Sociologists have written of the phenomon before. Arlie Russell Hochschild wrote of the “70-30” gender split in her 2005 reissue of The Second Shift. Chloe Bird said that once married, women do about twice the amount of work in the home as their spouses.

On the whole, once women marry, they do an additional 14 hours of domestic labor a week while men take on an extra 90 minutes worth, according to Women’s Voices, Feminist Visions by Susan Shaw and Janet Lee.

But the recent Michigan study, focused on how gender affects the amount of time college students spend playing digital games, says the gender split begins even more women marry. Undergraduate female college students spend nearly double the amount of time as male students on jobs, homework and other obligations.

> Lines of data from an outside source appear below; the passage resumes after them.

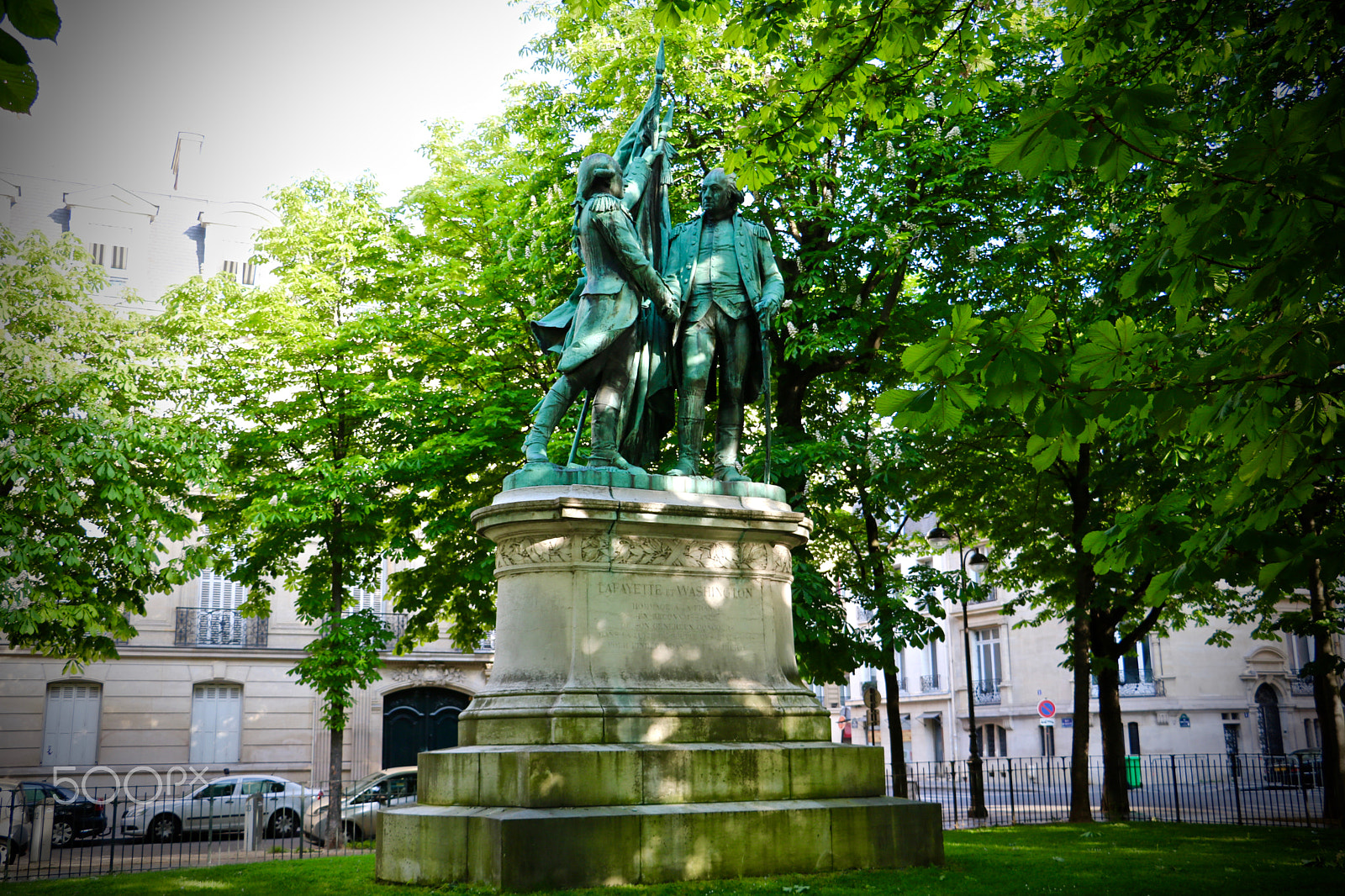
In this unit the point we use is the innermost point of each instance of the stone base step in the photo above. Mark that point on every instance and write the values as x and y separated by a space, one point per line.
649 774
526 849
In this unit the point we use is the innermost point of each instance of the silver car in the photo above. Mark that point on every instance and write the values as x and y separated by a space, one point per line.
219 806
360 809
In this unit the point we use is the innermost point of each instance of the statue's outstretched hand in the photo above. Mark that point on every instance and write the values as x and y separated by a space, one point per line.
670 299
766 314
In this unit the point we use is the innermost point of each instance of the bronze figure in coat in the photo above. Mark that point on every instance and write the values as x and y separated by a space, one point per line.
731 287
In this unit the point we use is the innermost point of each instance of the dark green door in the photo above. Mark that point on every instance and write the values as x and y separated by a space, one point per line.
420 719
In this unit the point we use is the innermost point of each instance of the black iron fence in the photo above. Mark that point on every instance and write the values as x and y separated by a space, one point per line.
78 831
1195 788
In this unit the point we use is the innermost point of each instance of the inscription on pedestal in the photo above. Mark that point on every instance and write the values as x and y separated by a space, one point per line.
625 551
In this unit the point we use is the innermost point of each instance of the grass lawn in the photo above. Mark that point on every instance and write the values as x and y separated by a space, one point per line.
1138 858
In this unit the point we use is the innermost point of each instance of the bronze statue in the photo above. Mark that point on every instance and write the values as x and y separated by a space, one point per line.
602 349
731 288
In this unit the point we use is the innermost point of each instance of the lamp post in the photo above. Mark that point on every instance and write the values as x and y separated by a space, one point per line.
939 539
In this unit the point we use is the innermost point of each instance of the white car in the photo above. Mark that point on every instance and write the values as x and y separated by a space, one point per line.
219 806
367 795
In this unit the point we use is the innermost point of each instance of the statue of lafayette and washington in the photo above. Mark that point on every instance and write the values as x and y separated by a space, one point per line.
658 313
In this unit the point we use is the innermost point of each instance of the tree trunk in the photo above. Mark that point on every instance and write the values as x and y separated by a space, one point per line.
887 640
894 737
1116 798
1327 694
333 829
334 833
1080 499
1080 808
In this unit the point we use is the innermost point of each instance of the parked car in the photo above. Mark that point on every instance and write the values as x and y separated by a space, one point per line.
15 829
1300 768
76 815
363 799
219 806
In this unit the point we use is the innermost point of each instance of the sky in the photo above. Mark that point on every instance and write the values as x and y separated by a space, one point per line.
280 89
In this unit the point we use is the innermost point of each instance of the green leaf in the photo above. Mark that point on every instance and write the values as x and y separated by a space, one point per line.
11 50
18 87
34 18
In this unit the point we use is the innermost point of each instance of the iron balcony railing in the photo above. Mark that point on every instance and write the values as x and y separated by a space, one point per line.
199 627
397 622
1227 788
1142 687
986 690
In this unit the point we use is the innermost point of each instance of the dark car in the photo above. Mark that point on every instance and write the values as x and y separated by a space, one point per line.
76 815
1300 768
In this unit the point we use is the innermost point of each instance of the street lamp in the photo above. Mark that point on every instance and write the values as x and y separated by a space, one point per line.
978 562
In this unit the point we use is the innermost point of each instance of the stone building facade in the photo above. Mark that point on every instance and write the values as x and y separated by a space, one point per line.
1179 694
201 685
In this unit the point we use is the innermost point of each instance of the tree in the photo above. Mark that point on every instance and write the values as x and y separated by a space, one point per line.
98 461
293 373
37 19
1228 113
1232 113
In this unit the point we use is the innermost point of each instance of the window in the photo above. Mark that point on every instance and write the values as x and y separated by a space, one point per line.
930 677
988 654
370 599
1137 667
1300 651
215 724
219 620
71 735
990 737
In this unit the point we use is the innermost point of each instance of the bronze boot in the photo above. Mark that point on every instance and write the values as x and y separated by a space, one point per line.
549 414
690 434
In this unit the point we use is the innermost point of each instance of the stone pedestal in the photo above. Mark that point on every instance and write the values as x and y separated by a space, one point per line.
645 720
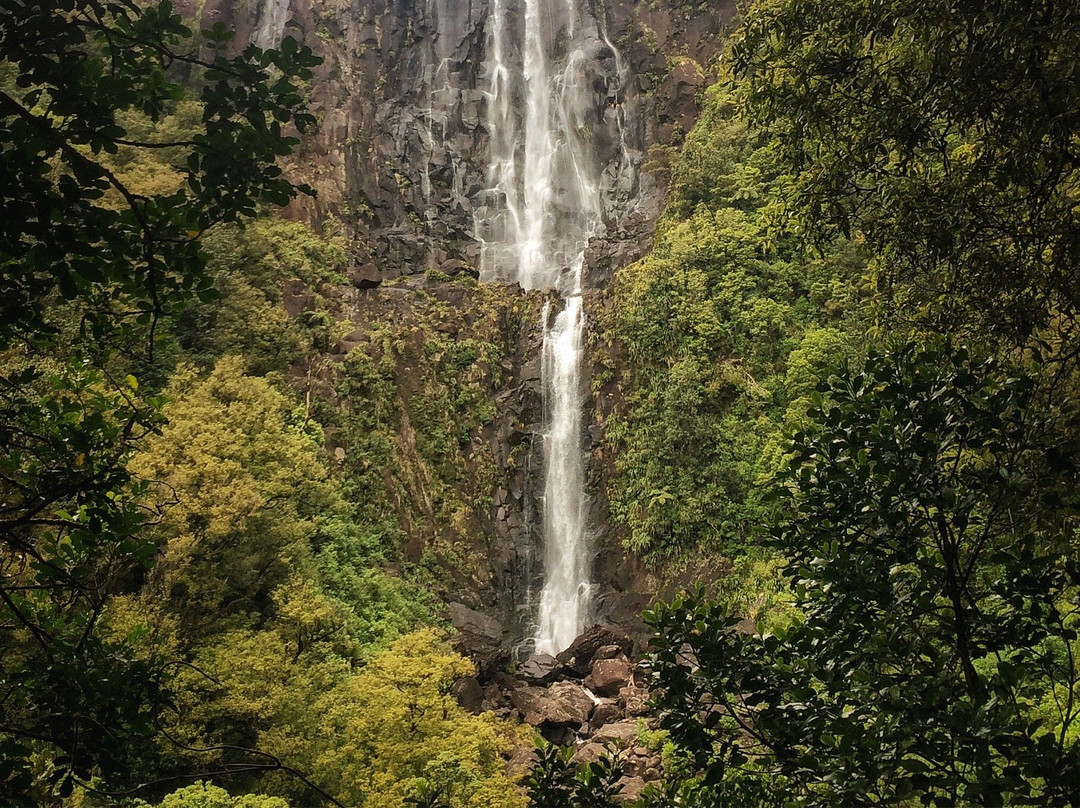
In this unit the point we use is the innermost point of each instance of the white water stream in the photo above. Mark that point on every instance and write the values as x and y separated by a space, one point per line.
543 175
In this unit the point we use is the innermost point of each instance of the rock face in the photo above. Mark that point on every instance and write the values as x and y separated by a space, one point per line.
401 157
606 713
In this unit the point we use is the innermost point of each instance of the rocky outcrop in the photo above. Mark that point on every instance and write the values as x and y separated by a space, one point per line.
400 159
401 153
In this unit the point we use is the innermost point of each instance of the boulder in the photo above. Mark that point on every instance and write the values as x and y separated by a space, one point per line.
480 637
609 676
589 753
540 670
606 712
634 700
622 734
469 695
632 788
578 702
556 707
582 650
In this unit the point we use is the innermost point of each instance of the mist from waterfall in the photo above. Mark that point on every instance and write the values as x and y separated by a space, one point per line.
543 186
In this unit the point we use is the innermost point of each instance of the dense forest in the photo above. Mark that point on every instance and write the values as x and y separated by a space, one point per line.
246 492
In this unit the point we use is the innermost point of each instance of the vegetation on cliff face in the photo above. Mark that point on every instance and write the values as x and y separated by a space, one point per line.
223 526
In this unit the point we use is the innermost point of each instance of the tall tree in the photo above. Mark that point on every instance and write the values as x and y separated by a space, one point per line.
931 553
89 264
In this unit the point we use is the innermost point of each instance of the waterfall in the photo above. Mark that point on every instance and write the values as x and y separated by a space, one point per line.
543 205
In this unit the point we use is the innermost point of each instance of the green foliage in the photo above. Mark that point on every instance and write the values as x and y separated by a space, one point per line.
724 336
380 736
95 246
931 553
70 226
247 487
943 134
256 526
204 795
557 782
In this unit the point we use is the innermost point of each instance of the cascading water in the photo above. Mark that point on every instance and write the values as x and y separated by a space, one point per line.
544 205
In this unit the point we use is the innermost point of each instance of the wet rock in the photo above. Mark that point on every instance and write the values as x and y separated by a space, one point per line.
455 267
554 708
495 698
480 637
469 695
578 702
634 700
632 788
589 753
609 676
607 712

The upshot of this is that young women spend an extra 16 hours per week on such duties, while young men have that time free to play digital games, according to “Gaming, Gender, and Time: Who Makes Time to Play?”, which appears in a recent issue of the journal Sex Roles.

And that just might be a detriment to young women. Why? Because a 2007 study showed that just a few hours of playing video games helps eliminate the differences between men and women on some tasks that require spatial skills.